C’est la première fois que des données de bilan de compétences techniques des formateurs disponibles, ont pu être fournies au ministère de l’Enseignement Technique, de la Formation Professionnelle et de l’Emploi, afin de mesurer réellement, l’étendue du problème.

Prenons l’exemple de la filière « services en restauration » au niveau BEP (Brevet d’Études Professionnelles.) Le service en restauration est stratégique pour notre économie dans la mesure où ce secteur est en développement dans un contexte ou des efforts gouvernementaux substantiels sont menés en vue de la relance du secteur touristique.

Eh bien, le bilan de compétences avant formation de perfectionnement de 10 jours, a révélé les faits saillants suivants :

  • Le rapport a noté un niveau très faible de maitrise des 12 compétences requises pour un apprenant sortant d’un BEP en services en restauration.
  • Sur les 12 compétences évaluées le nombre de compétences maitrisées par chaque formateur évaluée (environ une vingtaine) varie entre 0 et 5 avec une moyenne de 1,9.
  • Plus de 71% des formateurs maitrisent au plus 2 compétences
  • Environ 20% des formateurs ne maitrisent aucune compétence
  • 3 compétences ne sont maitrisées par aucun formateur (maitrise du service élaboré- acquérir des connaissances sur les boissons- exécuter les commandes)
  • 1 seul formateur maitrise 2 compétences (connaissances en banquet et buffet-maitrise du service des boissons)

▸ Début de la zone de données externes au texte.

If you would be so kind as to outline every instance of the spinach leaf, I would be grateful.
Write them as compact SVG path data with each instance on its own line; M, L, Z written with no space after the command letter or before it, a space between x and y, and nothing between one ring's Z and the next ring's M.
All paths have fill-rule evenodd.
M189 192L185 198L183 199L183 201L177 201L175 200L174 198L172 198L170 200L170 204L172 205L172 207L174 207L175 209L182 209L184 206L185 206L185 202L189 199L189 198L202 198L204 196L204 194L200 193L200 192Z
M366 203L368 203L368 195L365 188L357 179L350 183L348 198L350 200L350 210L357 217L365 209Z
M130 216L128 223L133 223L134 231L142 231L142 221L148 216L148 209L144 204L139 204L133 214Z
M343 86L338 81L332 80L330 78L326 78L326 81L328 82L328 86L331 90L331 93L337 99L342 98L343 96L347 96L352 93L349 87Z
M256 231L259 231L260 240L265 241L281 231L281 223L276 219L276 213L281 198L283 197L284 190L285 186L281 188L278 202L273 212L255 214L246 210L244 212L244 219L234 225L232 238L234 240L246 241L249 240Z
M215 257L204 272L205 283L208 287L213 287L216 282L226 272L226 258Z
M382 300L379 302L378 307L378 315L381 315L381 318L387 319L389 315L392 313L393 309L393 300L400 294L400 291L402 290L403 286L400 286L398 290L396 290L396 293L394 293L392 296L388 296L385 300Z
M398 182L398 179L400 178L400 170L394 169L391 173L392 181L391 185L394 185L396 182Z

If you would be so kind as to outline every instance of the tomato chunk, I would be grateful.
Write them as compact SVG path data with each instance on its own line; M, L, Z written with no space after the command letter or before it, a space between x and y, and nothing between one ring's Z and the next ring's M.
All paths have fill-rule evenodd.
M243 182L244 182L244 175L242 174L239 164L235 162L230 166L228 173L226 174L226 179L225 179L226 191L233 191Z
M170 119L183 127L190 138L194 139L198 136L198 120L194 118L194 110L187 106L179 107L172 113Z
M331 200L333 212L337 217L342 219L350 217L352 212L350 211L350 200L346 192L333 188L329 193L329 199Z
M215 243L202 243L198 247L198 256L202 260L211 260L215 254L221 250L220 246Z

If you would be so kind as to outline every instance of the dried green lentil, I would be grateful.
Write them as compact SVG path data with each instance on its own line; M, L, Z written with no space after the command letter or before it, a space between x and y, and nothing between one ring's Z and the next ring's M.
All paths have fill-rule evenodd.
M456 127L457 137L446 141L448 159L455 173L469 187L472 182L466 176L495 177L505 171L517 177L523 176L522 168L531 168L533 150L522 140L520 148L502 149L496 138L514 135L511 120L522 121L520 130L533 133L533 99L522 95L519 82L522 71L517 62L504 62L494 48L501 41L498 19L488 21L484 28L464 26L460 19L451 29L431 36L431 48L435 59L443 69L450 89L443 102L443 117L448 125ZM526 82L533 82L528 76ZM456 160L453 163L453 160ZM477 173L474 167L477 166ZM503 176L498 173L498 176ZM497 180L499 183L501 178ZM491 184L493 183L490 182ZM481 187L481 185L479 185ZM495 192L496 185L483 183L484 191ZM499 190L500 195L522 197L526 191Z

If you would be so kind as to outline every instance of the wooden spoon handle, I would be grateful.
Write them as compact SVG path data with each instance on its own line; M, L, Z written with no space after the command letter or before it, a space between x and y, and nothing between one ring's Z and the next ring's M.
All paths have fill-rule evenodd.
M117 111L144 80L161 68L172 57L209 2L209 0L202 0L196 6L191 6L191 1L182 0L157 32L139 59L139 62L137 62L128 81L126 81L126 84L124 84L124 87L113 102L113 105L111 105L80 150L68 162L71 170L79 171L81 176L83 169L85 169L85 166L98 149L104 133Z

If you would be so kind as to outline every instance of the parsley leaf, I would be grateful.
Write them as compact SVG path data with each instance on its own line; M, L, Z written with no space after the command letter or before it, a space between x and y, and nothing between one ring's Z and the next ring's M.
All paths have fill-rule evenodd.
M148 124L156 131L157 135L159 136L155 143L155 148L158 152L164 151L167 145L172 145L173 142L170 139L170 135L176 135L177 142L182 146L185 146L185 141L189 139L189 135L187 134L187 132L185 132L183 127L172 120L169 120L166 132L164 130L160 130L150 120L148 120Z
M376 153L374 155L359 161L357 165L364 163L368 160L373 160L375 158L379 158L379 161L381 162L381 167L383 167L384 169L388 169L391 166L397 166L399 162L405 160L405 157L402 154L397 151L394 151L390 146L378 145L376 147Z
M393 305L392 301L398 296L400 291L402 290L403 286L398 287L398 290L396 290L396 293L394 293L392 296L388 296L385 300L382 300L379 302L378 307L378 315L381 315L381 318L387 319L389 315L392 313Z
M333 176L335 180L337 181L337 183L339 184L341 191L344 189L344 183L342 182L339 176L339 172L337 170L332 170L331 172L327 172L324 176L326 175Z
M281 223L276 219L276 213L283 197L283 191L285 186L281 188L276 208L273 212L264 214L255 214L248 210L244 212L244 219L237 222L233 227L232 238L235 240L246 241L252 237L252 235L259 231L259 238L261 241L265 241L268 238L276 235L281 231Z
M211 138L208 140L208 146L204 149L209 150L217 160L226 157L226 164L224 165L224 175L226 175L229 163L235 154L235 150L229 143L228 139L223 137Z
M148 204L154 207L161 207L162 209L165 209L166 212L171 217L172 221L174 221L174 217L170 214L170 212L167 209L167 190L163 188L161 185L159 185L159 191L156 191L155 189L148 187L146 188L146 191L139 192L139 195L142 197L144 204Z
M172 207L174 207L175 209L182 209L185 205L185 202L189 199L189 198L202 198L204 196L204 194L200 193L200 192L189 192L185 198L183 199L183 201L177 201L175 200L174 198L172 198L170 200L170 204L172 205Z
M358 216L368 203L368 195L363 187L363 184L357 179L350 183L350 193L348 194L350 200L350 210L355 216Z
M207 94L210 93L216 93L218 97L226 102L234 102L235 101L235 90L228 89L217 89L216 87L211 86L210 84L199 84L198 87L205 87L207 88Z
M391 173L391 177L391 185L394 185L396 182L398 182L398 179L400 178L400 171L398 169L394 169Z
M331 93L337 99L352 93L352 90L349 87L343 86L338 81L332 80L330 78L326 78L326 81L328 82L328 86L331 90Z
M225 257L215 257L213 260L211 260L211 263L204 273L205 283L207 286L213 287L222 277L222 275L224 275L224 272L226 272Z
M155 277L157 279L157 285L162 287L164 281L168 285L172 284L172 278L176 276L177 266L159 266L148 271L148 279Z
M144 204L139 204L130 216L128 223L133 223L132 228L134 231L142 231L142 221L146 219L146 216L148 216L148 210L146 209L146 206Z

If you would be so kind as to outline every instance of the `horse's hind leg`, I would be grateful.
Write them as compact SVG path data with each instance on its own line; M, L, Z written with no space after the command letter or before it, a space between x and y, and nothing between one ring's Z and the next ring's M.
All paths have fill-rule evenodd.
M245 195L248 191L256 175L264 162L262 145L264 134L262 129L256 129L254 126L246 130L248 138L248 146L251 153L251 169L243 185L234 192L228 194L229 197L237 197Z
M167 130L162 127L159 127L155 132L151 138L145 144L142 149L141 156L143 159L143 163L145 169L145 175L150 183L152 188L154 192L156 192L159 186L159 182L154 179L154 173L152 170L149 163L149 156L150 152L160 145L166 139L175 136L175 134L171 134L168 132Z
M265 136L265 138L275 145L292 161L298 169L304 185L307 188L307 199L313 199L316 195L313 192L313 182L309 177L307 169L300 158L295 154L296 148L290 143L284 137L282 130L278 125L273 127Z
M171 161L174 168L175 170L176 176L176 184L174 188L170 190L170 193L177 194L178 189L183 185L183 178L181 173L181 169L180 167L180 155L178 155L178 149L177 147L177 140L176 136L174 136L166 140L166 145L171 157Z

A la fin des 10 jours de perfectionnement centrés sur le résultat de l’évaluation préformation, le test post formation a fait montre tout de même d’une certaine évolution.

En effet, le rapport stipule que sur les 12 compétences du BEP, le nombre de celles maitrisées par les formateurs variait entre 4 à 9.

On voit donc combien de fois ce type d’activités de perfectionnement sont utiles et doivent être continuellement financées par le Budget National de Développement. C’est la base de notre plaidoyer notamment lorsque nous sommes face aux autorités budgétaires et parlementaires dans le cadre de la préparation de l’exercice budgétaire. Des efforts sont faits de la part de l’État mais compte tenu du nombre de filières à couvrir par des activités de perfectionnement (l’ETFP compte environ 45 filières) l’effort budgétaire à fournir demeure encore consistant. Nous fournissons des efforts pour trouver du financement extérieur tout de même.

Plusieurs formateurs ayant bénéficié de ces activités de perfectionnement dans le cadre du programme d’urgence financé par le gouvernement sous la clairvoyance du CNRD, ont déclaré que c’était pour eux la première fois en 20 ans de carrière professionnelle de formateur. C’est dire que le diagnostic opéré plus haut est réel quand on sait que dans les environnements ou les choses se passent à peu de choses près bien, un formateur de l’enseignement technique et de la formation professionnelle bénéficie de perfectionnement tous les 2 ans en moyenne.

Nous profitons de la tribune pour attirer l’attention des autorités du CNRD sur l’exigence qu’il y a de fournir davantage d’efforts au profit de l’École Normale des Professeurs d’Enseignement Technique et Professionnel et ce de manière stratégique et structurelle, afin que les efforts entamés soient pérennisés.

Nous leur rendons hommage pour la forte volonté politique au plus haut niveau qui a permis à cet établissement de sortir de son « coma prolongé » mais nous prions pour que l’ENPETP bénéficie davantage d’attention stratégique de la part de l’État dans les exercices budgétaires prochains. Relever le défi de la qualité des enseignements dans notre système d’Enseignement Technique, de formation Professionnelle et d’Emploi en dépend.